Registro, la Cassazione rinvia alla Consulta l’imposta slegata dall’obiettivo di atti concatenati
Sarà la Corte Costituzionale a decidere se l’articolo 20 del testo unico della legge di registro (il Tur, contenuto nel Dpr 131/1986) autorizza l’interpretazione degli atti presentati alla registrazione mediante dati di interpretazione desunti al di fuori dell’atto da registrare (i cosiddetti elementi “extratestuali”) e tenendo in considerazione gli altri atti che siano a esso eventualmente considerabili come collegati.
La norma sotto esame
Con l’ ordinanza n. 23549 del 23 settembre 2019 la Cassazione ha infatti rimesso al giudice delle leggi il giudizio di costituzionalità della norma, recata appunto dall’articolo 20 Tur, per la quale l’interpretazione degli atti presentati alla registrazione andrebbe fatta leggendo solamente l’atto da registrare, senza potersi tener conto di quanto non risulti dall’atto stesso né di altri atti che siano ritenuti in collegamento con esso.
La capacità contributiva
Come noto, la norma racchiusa nell’articolo 20 Tur così dispone in dipendenza delle modifiche che vi sono state apportate dall’articolo 1, comma 87, legge 205/2017 (come autenticamente interpretato dall’articolo 1, comma 1084, legge 145/2018); e il giudizio di costituzionalità è invocato dalla Cassazione sul punto se la norma in questione, nel suo attuale assetto, violi il principio di capacità contributiva, di cui all’articolo 53 della Costituzione, e il principio di eguaglianza, di cui all'articolo 3 della Costituzione.
Sostanza e forma
Il ragionamento della Cassazione parte dalla considerazione che il principio di prevalenza della sostanza sulla forma è «imprescindibile» e «storicamente radicato»: cosicchè l’attuale formulazione dell'articolo 20 Tur sarebbe espressione dell’«esatto contrario» in quanto, se si vuole analizzare l’atto presentato alla registrazione con un approccio sostanzialistico, ciò «comporta la necessaria considerazione anche di elementi esterni all’atto e, in particolare, anche di elementi desumibili da atti eventualmente collegati con quello presentato alla registrazione».
La natura dell’imposta
Secondo la Corte Suprema italiana a questo ragionamento non ostano: né la considerazione che l’imposta di registro sia una “imposta d'atto”, in quanto questa osservazione non esclude che debbano comunque valorizzarsi eventuali elementi interpretativi esterni all’atto da registrare o il risultato perseguito mediante una pluralità di atti in connessione tra loro; né la considerazione che la legge imponga di qualificare l’atto da registrare secondo i suoi effetti “giuridici” (e non secondo il suo significato “economico”) in quanto, al fine di accertare la sostanza dell’attività giuridica che viene presentata alla registrazione, la legge non preclude che si attribuisca rilevanza, anche in considerazione del «sostrato prettamente economico» del principio di capacità contributiva, allo scopo economico perseguito attraverso il singolo atto o la concatenazione degli effetti giuridici degli atti che siano stipulati in connessione l'uno con l'altro.
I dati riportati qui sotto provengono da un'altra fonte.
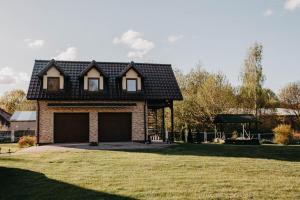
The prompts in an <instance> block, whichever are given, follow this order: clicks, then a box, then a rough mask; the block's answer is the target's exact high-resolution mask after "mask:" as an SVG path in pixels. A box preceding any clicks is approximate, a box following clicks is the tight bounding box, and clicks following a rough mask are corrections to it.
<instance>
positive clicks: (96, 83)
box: [88, 78, 100, 92]
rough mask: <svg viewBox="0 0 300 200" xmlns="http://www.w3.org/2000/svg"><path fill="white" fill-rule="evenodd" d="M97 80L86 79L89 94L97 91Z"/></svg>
mask: <svg viewBox="0 0 300 200" xmlns="http://www.w3.org/2000/svg"><path fill="white" fill-rule="evenodd" d="M99 88H100V87H99V78H88V89H89V91H91V92H97V91H99Z"/></svg>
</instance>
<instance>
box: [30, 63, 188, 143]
mask: <svg viewBox="0 0 300 200" xmlns="http://www.w3.org/2000/svg"><path fill="white" fill-rule="evenodd" d="M27 99H29V100H36V102H37V140H38V143H73V142H74V143H75V142H91V143H94V142H115V141H140V142H141V141H146V140H147V138H148V113H153V110H155V111H156V110H162V113H163V116H164V113H165V108H169V109H170V110H171V112H170V113H171V124H172V126H171V127H172V128H171V130H169V132H171V134H170V135H172V133H173V129H174V128H173V127H174V125H173V124H174V123H173V101H174V100H182V95H181V92H180V89H179V87H178V84H177V81H176V78H175V76H174V73H173V70H172V67H171V65H167V64H149V63H134V62H131V63H120V62H115V63H114V62H96V61H92V62H85V61H55V60H50V61H49V60H36V61H35V64H34V67H33V72H32V76H31V80H30V85H29V89H28V93H27ZM164 120H165V117H163V129H162V132H163V134H162V135H164V132H165V127H164V124H165V122H164ZM170 139H172V138H170Z"/></svg>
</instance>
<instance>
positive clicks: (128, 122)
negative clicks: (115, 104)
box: [98, 113, 131, 142]
mask: <svg viewBox="0 0 300 200" xmlns="http://www.w3.org/2000/svg"><path fill="white" fill-rule="evenodd" d="M98 131H99V132H98V137H99V142H122V141H131V113H99V114H98Z"/></svg>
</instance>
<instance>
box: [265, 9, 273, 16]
mask: <svg viewBox="0 0 300 200" xmlns="http://www.w3.org/2000/svg"><path fill="white" fill-rule="evenodd" d="M273 14H274V11H273V10H272V9H267V10H265V11H264V12H263V15H264V16H266V17H268V16H271V15H273Z"/></svg>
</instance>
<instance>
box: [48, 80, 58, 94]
mask: <svg viewBox="0 0 300 200" xmlns="http://www.w3.org/2000/svg"><path fill="white" fill-rule="evenodd" d="M47 90H49V91H52V92H54V91H58V90H59V77H47Z"/></svg>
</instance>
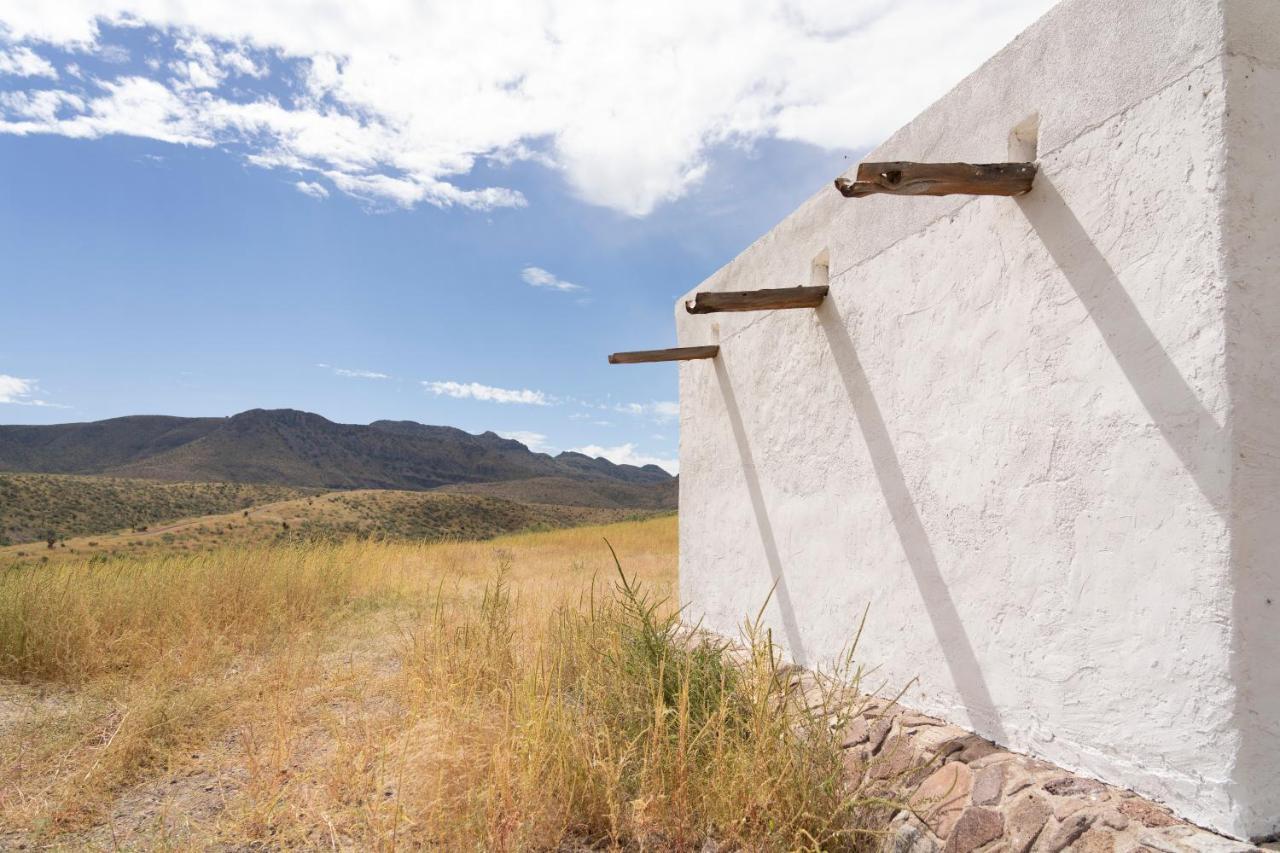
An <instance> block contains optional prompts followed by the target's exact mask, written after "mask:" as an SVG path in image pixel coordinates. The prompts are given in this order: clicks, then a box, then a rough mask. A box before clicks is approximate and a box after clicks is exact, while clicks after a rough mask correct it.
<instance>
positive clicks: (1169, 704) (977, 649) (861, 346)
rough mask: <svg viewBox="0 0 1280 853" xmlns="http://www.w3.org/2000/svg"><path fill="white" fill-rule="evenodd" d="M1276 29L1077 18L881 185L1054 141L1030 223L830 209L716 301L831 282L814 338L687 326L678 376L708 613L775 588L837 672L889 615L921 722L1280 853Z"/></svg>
mask: <svg viewBox="0 0 1280 853" xmlns="http://www.w3.org/2000/svg"><path fill="white" fill-rule="evenodd" d="M1277 6H1280V0H1226V3H1225V4H1224V5H1219V4H1207V3H1203V1H1199V0H1126V1H1124V3H1115V0H1070V1H1069V3H1065V4H1062V5H1060V6H1057V8H1056V9H1055V10H1053V12H1051V13H1050V14H1048V15H1047V17H1046V18H1044V19H1042V20H1041V22H1039V23H1037V24H1036V26H1034V27H1032V28H1030V29H1029V31H1028V32H1027V33H1024V35H1023V36H1020V37H1019V38H1018V40H1016V41H1015V42H1014V44H1012V45H1010V46H1009V47H1007V49H1006V50H1005V51H1002V53H1001V54H998V55H997V56H996V58H993V59H992V60H991V61H989V63H987V64H986V65H984V67H983V68H982V69H979V70H978V72H975V73H974V74H973V76H970V77H969V78H968V79H966V81H964V82H963V83H961V85H960V86H959V87H957V88H956V90H955V91H954V92H951V93H950V95H948V96H947V97H945V99H943V100H942V101H940V102H938V104H936V105H934V106H932V108H931V109H929V110H927V111H925V113H924V114H922V115H920V117H919V118H918V119H916V120H915V122H913V123H911V124H910V126H908V127H906V128H904V129H902V131H900V132H899V133H897V134H895V136H893V137H892V138H891V140H890V141H888V142H886V145H884V146H882V147H881V149H879V150H878V151H876V152H873V154H872V155H869V159H904V160H969V161H993V160H1004V159H1006V156H1007V146H1009V145H1010V140H1009V136H1010V132H1011V131H1012V129H1014V128H1015V127H1016V126H1019V124H1021V123H1024V120H1025V119H1027V118H1028V117H1029V115H1033V114H1038V115H1039V161H1041V169H1042V172H1041V175H1039V177H1038V178H1037V183H1036V188H1034V190H1033V192H1032V193H1029V195H1028V196H1025V197H1023V199H1019V200H1010V199H968V197H956V196H952V197H946V199H896V197H890V196H876V197H870V199H864V200H858V201H854V200H845V199H842V197H841V196H840V195H838V193H836V192H835V190H831V188H824V190H823V191H820V192H819V193H817V195H815V196H814V197H813V199H810V200H809V201H806V202H805V204H804V205H803V206H801V207H800V209H799V210H796V211H795V213H794V214H792V215H791V216H788V218H787V219H786V220H785V222H782V223H781V224H780V225H777V227H776V228H774V229H773V231H771V232H769V233H768V234H765V236H764V237H762V238H760V240H759V241H758V242H756V243H755V245H753V246H751V247H750V248H748V250H746V251H745V252H744V254H742V255H741V256H739V257H737V259H736V260H735V261H732V263H731V264H728V265H727V266H724V268H723V269H721V270H719V272H718V273H716V274H714V275H713V277H712V278H709V279H708V280H707V282H704V283H703V284H701V286H700V287H699V288H698V289H751V288H759V287H787V286H795V284H800V283H808V282H809V280H810V279H812V278H813V277H814V275H815V273H814V265H815V263H818V264H820V263H826V264H827V265H828V266H829V277H831V286H832V293H831V296H829V297H828V300H827V302H826V304H824V305H823V307H820V309H818V310H817V311H774V313H765V314H726V315H701V316H692V315H689V314H686V313H685V311H684V307H682V304H680V305H677V306H676V323H677V329H678V336H680V342H681V345H684V346H691V345H699V343H713V342H718V343H721V356H719V357H718V359H716V360H714V361H701V362H687V364H682V365H681V368H680V375H681V496H680V497H681V594H682V598H684V602H685V603H686V605H689V607H690V610H691V615H694V616H701V615H705V619H707V624H708V625H709V626H710V628H713V629H717V630H721V631H723V633H730V634H732V633H735V631H736V629H737V626H739V625H740V622H741V620H742V619H744V616H745V615H748V613H754V612H755V610H758V608H759V606H760V603H762V602H763V601H764V599H765V597H767V594H768V590H769V588H771V585H772V584H773V583H774V579H777V587H776V590H774V594H773V599H772V602H771V606H769V608H768V619H769V624H771V625H772V626H773V629H774V634H776V637H777V638H778V639H780V640H781V642H783V643H785V644H786V647H787V648H788V651H790V652H791V654H792V656H794V657H796V658H797V660H800V661H801V662H806V663H820V662H822V661H823V660H826V658H829V657H832V656H835V654H837V653H838V652H840V651H841V649H842V648H844V647H845V646H846V644H847V642H849V640H850V639H851V637H852V631H854V630H855V628H856V625H858V620H859V617H860V615H861V612H863V608H864V607H865V606H868V605H869V606H870V616H869V620H868V628H867V631H865V634H864V635H863V644H861V647H860V649H859V657H860V658H863V660H865V661H868V662H869V663H873V665H878V666H879V667H881V669H879V670H878V672H877V678H878V679H879V680H882V681H883V683H884V685H886V689H890V690H896V689H899V688H901V686H904V685H906V684H909V683H913V679H918V680H916V681H914V686H913V688H911V689H910V690H909V693H908V697H906V703H908V704H910V706H914V707H916V708H920V710H922V711H927V712H929V713H936V715H938V716H942V717H946V719H948V720H951V721H955V722H959V724H961V725H966V726H968V727H972V729H974V730H977V731H979V733H982V734H984V735H987V736H989V738H993V739H995V740H998V742H1000V743H1002V744H1006V745H1009V747H1011V748H1014V749H1019V751H1025V752H1030V753H1034V754H1039V756H1043V757H1044V758H1047V760H1050V761H1053V762H1056V763H1060V765H1062V766H1066V767H1070V768H1073V770H1079V771H1083V772H1088V774H1092V775H1096V776H1098V777H1102V779H1106V780H1108V781H1112V783H1119V784H1124V785H1129V786H1132V788H1134V789H1135V790H1138V792H1139V793H1143V794H1146V795H1148V797H1153V798H1156V799H1161V800H1164V802H1166V803H1169V804H1170V806H1172V807H1174V808H1175V809H1176V811H1179V812H1180V813H1181V815H1184V816H1187V817H1188V818H1190V820H1194V821H1198V822H1202V824H1204V825H1208V826H1212V827H1215V829H1219V830H1221V831H1226V833H1231V834H1235V835H1238V836H1251V835H1262V834H1267V833H1272V831H1276V830H1280V820H1277V817H1280V793H1277V792H1280V780H1277V770H1280V733H1277V717H1280V663H1277V661H1280V639H1277V637H1280V631H1275V630H1271V631H1268V630H1267V625H1268V622H1271V624H1274V622H1275V613H1276V612H1280V610H1277V608H1280V589H1276V583H1277V569H1276V553H1277V551H1280V511H1277V507H1276V496H1277V493H1280V435H1277V430H1280V380H1277V377H1280V329H1277V324H1280V284H1277V283H1276V280H1275V278H1276V269H1277V263H1280V260H1277V256H1276V255H1277V251H1280V250H1277V246H1280V168H1277V165H1276V154H1275V152H1276V150H1277V145H1276V140H1277V138H1280V63H1277V61H1276V58H1280V27H1271V28H1270V29H1267V22H1270V20H1280V13H1277V12H1276V8H1277ZM1260 28H1262V29H1263V31H1266V32H1265V33H1263V35H1260V32H1258V29H1260ZM1236 45H1239V49H1238V50H1236V47H1235V46H1236ZM1245 47H1247V49H1248V50H1245ZM1229 108H1230V109H1229ZM1242 453H1243V456H1242ZM1268 596H1270V597H1271V598H1272V599H1274V601H1276V602H1277V605H1275V606H1272V605H1267V603H1265V602H1266V598H1267V597H1268Z"/></svg>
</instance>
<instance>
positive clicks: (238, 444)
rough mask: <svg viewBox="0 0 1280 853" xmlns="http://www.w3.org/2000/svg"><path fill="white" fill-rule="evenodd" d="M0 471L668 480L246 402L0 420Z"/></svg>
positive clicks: (323, 477) (463, 477) (222, 477)
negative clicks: (213, 413) (84, 417)
mask: <svg viewBox="0 0 1280 853" xmlns="http://www.w3.org/2000/svg"><path fill="white" fill-rule="evenodd" d="M0 471H14V473H18V471H23V473H44V474H95V475H110V476H123V478H141V479H150V480H165V482H225V483H260V484H271V485H288V487H300V488H321V489H357V488H378V489H434V488H439V487H445V485H457V484H466V483H497V482H506V480H527V479H534V478H549V479H548V480H547V483H554V482H558V480H570V482H577V483H593V484H602V485H603V484H609V485H613V484H626V485H630V487H641V488H639V489H631V491H630V492H628V491H626V489H623V491H622V492H618V493H617V494H620V496H625V494H628V493H635V494H636V496H637V497H636V498H635V500H636V501H640V503H639V505H636V503H628V505H627V506H649V505H650V503H652V502H653V500H652V497H650V496H648V494H645V489H644V488H643V487H654V491H657V492H659V493H666V494H669V493H671V492H672V487H671V483H673V478H672V476H671V474H668V473H667V471H664V470H662V469H660V467H658V466H655V465H646V466H644V467H636V466H634V465H614V464H613V462H611V461H608V460H604V459H591V457H589V456H584V455H581V453H573V452H564V453H559V455H558V456H549V455H547V453H535V452H532V451H530V450H529V448H527V447H525V446H524V444H521V443H520V442H517V441H512V439H508V438H502V437H499V435H497V434H494V433H483V434H479V435H474V434H471V433H466V432H463V430H461V429H454V428H452V427H429V425H425V424H417V423H413V421H390V420H379V421H374V423H371V424H367V425H361V424H337V423H334V421H330V420H328V419H325V418H321V416H320V415H314V414H310V412H305V411H296V410H292V409H280V410H262V409H253V410H250V411H244V412H241V414H238V415H233V416H230V418H169V416H155V415H140V416H129V418H115V419H111V420H100V421H92V423H83V424H56V425H50V427H0ZM616 500H617V496H616V497H614V498H611V501H613V502H616ZM544 502H547V501H544ZM659 503H660V501H659Z"/></svg>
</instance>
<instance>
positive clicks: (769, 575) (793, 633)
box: [712, 356, 809, 666]
mask: <svg viewBox="0 0 1280 853" xmlns="http://www.w3.org/2000/svg"><path fill="white" fill-rule="evenodd" d="M712 361H713V362H714V364H716V379H717V382H718V383H719V389H721V396H722V397H723V398H724V411H726V414H728V423H730V427H732V429H733V443H735V444H736V446H737V453H739V457H740V459H741V462H742V479H745V480H746V492H748V494H749V496H750V498H751V511H753V512H754V514H755V526H756V529H758V530H759V534H760V546H762V547H763V548H764V558H765V560H767V561H768V564H769V576H771V578H772V580H773V584H774V587H773V601H774V602H776V603H777V606H778V613H780V615H781V616H782V629H783V631H786V643H787V652H790V654H791V660H792V661H795V662H796V663H799V665H800V666H808V665H809V657H808V654H806V653H805V648H804V642H803V640H801V638H800V625H799V622H797V621H796V611H795V605H794V603H792V602H791V590H790V589H788V588H787V576H786V574H785V573H783V570H782V557H781V556H780V555H778V543H777V539H774V537H773V525H772V524H771V523H769V514H768V512H767V511H765V508H764V492H763V491H762V489H760V478H759V474H756V471H755V459H754V457H753V456H751V446H750V443H748V441H746V428H745V427H744V425H742V412H741V410H740V409H739V406H737V396H736V394H735V393H733V383H732V382H730V378H728V370H727V369H726V368H724V360H723V359H721V357H719V356H717V357H716V359H713V360H712Z"/></svg>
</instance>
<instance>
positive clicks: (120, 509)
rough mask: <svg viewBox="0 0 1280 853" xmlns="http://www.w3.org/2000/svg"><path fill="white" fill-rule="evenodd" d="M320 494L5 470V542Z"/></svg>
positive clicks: (113, 526) (67, 535)
mask: <svg viewBox="0 0 1280 853" xmlns="http://www.w3.org/2000/svg"><path fill="white" fill-rule="evenodd" d="M317 493H320V491H319V489H300V488H291V487H287V485H256V484H246V483H156V482H152V480H138V479H128V478H115V476H72V475H60V474H0V546H6V544H15V543H24V542H42V540H45V539H46V538H47V537H49V535H52V537H54V538H55V539H67V538H72V537H82V535H91V534H95V533H108V532H111V530H119V529H124V528H129V529H137V528H147V526H154V525H157V524H163V523H166V521H174V520H177V519H184V517H188V516H196V515H211V514H218V512H232V511H234V510H243V508H246V507H252V506H259V505H261V503H270V502H273V501H285V500H291V498H298V497H303V496H307V494H317ZM140 532H141V530H140Z"/></svg>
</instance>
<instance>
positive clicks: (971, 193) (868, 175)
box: [836, 161, 1038, 199]
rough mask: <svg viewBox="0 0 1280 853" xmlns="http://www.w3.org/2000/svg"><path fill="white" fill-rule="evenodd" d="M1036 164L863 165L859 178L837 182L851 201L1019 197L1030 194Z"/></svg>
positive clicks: (905, 161) (844, 178)
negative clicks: (990, 196)
mask: <svg viewBox="0 0 1280 853" xmlns="http://www.w3.org/2000/svg"><path fill="white" fill-rule="evenodd" d="M1037 169H1038V167H1037V165H1036V164H1034V163H986V164H974V163H906V161H895V163H860V164H858V177H856V178H855V179H854V181H850V179H849V178H836V190H840V192H841V195H844V196H846V197H849V199H861V197H863V196H872V195H877V193H884V195H891V196H950V195H970V196H1020V195H1023V193H1025V192H1030V188H1032V183H1033V182H1034V181H1036V172H1037Z"/></svg>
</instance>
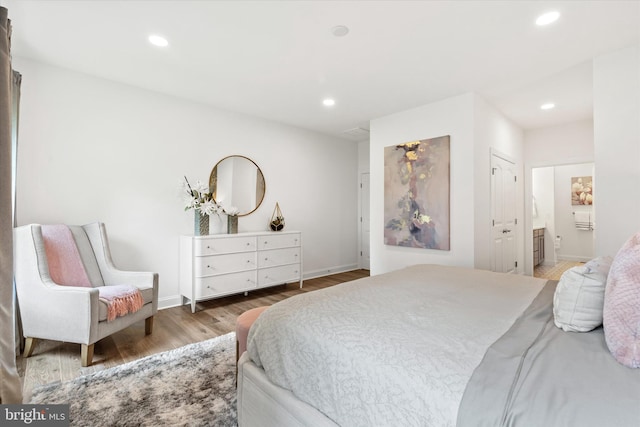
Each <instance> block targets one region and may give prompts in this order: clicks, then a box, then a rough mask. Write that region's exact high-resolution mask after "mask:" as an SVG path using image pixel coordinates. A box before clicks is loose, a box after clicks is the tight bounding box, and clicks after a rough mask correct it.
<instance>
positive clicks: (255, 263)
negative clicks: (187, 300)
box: [194, 252, 256, 277]
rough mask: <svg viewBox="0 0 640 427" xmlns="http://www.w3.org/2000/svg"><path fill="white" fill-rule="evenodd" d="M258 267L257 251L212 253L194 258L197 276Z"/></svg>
mask: <svg viewBox="0 0 640 427" xmlns="http://www.w3.org/2000/svg"><path fill="white" fill-rule="evenodd" d="M255 268H256V252H240V253H237V254H225V255H211V256H201V257H195V258H194V270H195V271H194V273H195V277H204V276H212V275H217V274H227V273H235V272H238V271H245V270H252V269H255Z"/></svg>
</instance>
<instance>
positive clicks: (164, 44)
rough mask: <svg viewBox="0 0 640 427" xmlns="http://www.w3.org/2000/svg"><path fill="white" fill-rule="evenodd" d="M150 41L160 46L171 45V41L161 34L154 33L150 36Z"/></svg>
mask: <svg viewBox="0 0 640 427" xmlns="http://www.w3.org/2000/svg"><path fill="white" fill-rule="evenodd" d="M149 43H151V44H152V45H154V46H159V47H167V46H169V42H168V41H167V39H165V38H164V37H162V36H159V35H157V34H152V35H150V36H149Z"/></svg>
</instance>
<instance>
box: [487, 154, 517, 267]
mask: <svg viewBox="0 0 640 427" xmlns="http://www.w3.org/2000/svg"><path fill="white" fill-rule="evenodd" d="M516 186H517V176H516V172H515V165H514V164H513V163H512V162H511V161H509V160H506V159H504V158H502V157H500V156H497V155H495V154H494V155H492V156H491V217H492V224H491V230H492V241H493V254H492V260H491V269H492V270H493V271H499V272H503V273H513V272H515V271H516V270H517V267H518V265H517V251H516V241H517V238H516V237H517V233H516V224H517V223H518V220H517V218H516Z"/></svg>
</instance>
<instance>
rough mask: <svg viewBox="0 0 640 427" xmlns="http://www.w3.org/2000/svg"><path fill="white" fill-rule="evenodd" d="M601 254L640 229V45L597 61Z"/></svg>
mask: <svg viewBox="0 0 640 427" xmlns="http://www.w3.org/2000/svg"><path fill="white" fill-rule="evenodd" d="M593 102H594V145H595V163H596V166H595V167H596V173H597V174H598V179H597V182H596V184H595V185H596V188H595V191H597V197H598V200H597V215H598V226H597V228H596V230H595V233H596V255H611V256H613V255H615V254H616V253H617V251H618V249H619V248H620V247H621V246H622V245H623V244H624V242H625V241H626V240H627V239H628V238H629V237H631V236H632V235H633V234H634V233H637V232H638V231H640V198H639V197H638V188H640V46H635V47H631V48H627V49H623V50H620V51H616V52H613V53H610V54H607V55H603V56H601V57H598V58H596V59H595V60H594V63H593Z"/></svg>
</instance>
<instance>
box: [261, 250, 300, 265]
mask: <svg viewBox="0 0 640 427" xmlns="http://www.w3.org/2000/svg"><path fill="white" fill-rule="evenodd" d="M299 262H300V247H297V248H286V249H274V250H271V251H260V252H258V268H264V267H275V266H277V265H284V264H297V263H299Z"/></svg>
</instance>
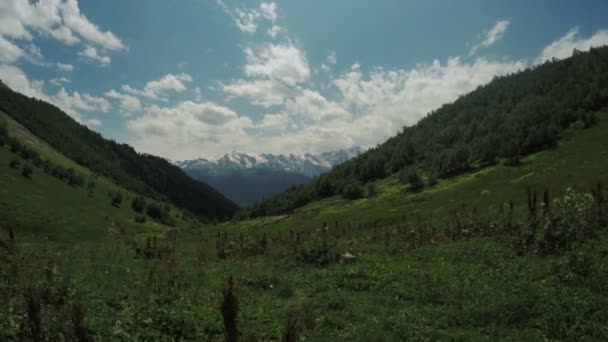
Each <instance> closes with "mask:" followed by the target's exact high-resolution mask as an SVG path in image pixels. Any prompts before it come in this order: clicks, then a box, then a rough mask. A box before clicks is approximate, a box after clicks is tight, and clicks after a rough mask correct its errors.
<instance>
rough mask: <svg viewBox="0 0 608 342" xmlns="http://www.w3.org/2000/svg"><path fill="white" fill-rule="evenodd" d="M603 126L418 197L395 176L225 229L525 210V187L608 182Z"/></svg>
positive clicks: (423, 193)
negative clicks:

Il principio di uguaglianza
Inoltre, la Cassazione rileva che sarebbe contrario al principio di eguaglianza l’applicazione di una tassazione diversa a seconda che un dato risultato giuridico sia raggiunto mediante un solo atto (la cui unicità consente di osservare direttamente l’obiettivo che con esso si vuole conseguire) oppure mediante una pluralità di atti, se osservati nella loro singolarità.